A lot of the people I see come to me because they have issues with their weight.

The vast majority of them want to lose weight (though some have issues around limited eating or eating disorders) and they often tell me that they struggle to control their hunger. They are sometimes ‘always hungry‘ and sometimes ‘eat when they are not hungry’. When I ask them about their ‘Newsfeed’, I often get a confused look.

Let me explain where I’m coming from.

Language is a funny thing – especially the English language. It is full of metaphor, simile, multiple meanings and interesting roots. The use of language influences the way we think – so much so that when people do brain scans of bilingual people, they can sometimes differentiate between which language they are thinking in! As a result, the words we think in can influence our feelings and therefore our behaviours.

So, let’s explore some language around eating.

Metaphors around food and eating

Food / eating metaphors are often associated with things we like or dislike

‘That’s just to my taste’  ‘You’re my cup of tea’  ‘I could eat him up’ ‘She’s the cream of the crop’  ‘That’s the cherry on the top’

or

‘It left a bad taste in my mouth’  ‘That thought turns my stomach’ ‘scraping the bottom of the barrel’  ‘I’m sick of this feeling’

There are also lots of metaphors related to food and eating when it comes to information.

‘Here’s some food for thought’ ‘Do you just swallow everything you are told?’ ‘Do you fall for it hook, line and sinker?’ ‘How’s is your newsfeed?’ ‘Do you like things sugarcoated?’ or maybe you ‘take things with a pinch of salt’. If things are too ‘plain’ or ‘bland’ do you want them to be ‘spiced up a little?’ If you have ‘too much on your plate’ do you ‘break it down to bite sized chunks’ or spend time ‘ruminating’ on it? If you ‘bite off more than you can chew’, do you find it ‘hard to digest?’ or then again maybe you just ‘choke’. Do you ‘Cherry Pick’ your information or do you want to ‘have your cake and eat it?’

One of the quirks of being us is that we often conflate things. In this case the language of eating and the language of information.

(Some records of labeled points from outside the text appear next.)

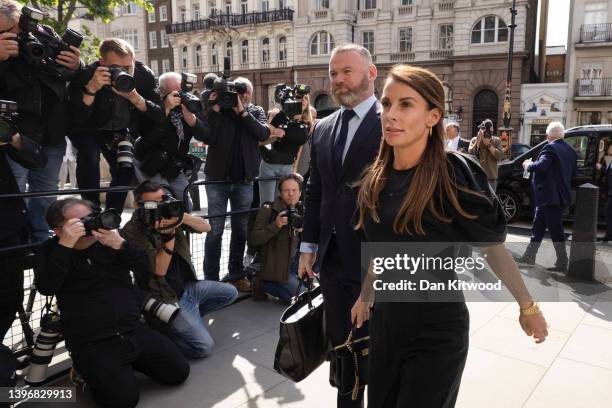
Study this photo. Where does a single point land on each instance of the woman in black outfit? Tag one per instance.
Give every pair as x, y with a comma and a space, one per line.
416, 192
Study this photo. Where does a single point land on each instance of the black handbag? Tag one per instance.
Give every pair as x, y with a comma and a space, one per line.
303, 344
349, 365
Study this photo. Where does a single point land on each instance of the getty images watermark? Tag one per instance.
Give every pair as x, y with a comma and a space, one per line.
476, 272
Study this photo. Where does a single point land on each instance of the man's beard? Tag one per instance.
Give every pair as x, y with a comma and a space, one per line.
350, 97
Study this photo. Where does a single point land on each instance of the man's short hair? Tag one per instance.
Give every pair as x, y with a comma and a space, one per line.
116, 45
365, 54
10, 10
247, 82
57, 210
556, 127
293, 176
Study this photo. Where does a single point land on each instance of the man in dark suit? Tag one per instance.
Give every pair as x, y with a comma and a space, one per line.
553, 172
343, 144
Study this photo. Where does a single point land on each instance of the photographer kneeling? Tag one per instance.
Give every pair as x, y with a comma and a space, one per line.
162, 152
159, 227
88, 269
276, 232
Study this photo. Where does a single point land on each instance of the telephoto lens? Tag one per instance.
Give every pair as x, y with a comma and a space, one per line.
42, 353
166, 312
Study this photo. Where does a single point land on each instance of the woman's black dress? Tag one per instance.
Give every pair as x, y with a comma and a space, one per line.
418, 350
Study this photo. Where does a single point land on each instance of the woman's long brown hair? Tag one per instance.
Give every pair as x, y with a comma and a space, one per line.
432, 184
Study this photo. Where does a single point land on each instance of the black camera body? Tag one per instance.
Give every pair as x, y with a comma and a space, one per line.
39, 45
227, 91
290, 99
8, 120
108, 219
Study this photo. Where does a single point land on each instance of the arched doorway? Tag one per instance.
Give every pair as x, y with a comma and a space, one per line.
486, 106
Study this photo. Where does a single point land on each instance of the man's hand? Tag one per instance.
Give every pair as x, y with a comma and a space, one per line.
8, 46
171, 101
100, 79
70, 233
111, 238
70, 59
306, 263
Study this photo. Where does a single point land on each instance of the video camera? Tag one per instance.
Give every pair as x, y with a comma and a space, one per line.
8, 120
108, 219
191, 102
39, 45
227, 91
487, 127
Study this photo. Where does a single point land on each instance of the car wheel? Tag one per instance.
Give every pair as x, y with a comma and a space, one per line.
510, 204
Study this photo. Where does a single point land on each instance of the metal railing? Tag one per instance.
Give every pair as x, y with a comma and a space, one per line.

This then begs the question, are there similarities between your approach to information and your approach to food?

Do you believe everything that you see or hear, or are you particular about where your information comes from?

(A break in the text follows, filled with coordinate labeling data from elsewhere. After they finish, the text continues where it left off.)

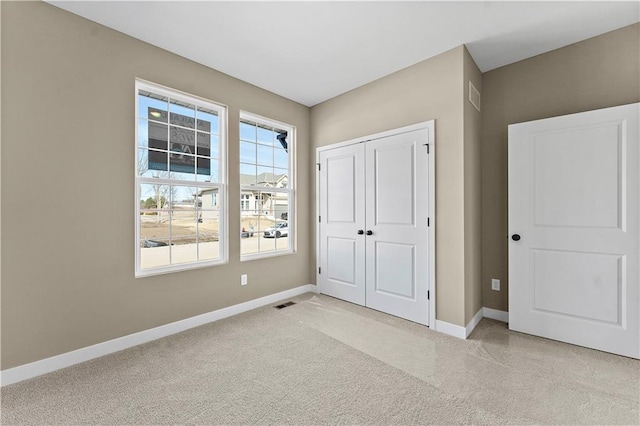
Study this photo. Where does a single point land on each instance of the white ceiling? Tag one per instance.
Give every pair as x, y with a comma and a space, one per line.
312, 51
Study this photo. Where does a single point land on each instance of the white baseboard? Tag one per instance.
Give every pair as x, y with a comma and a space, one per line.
464, 332
473, 323
47, 365
495, 314
451, 329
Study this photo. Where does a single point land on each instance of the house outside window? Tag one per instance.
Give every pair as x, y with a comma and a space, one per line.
180, 187
266, 184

Do you only look for information when you need it or are you permanently on the look out for stimulation?

Do you focus your attention at a particular time or are you always open for more?

Are you fussy about what you let in?

Do you like to be entertained with fast, cheap, junk or are you looking for something that nourishes you?

For those of you on WordPress, look are your reader lists – what do you see? If you’re on Facebook or Twitter, what does your ‘newsfeed’ look like? How often do you look at it?


I am constantly fascinated with the language of metaphors and would love to know of any more that you think of, or any insights you may have.

Please leave any feedback in the comments – I’m ‘hungry to hear’ what you have to say!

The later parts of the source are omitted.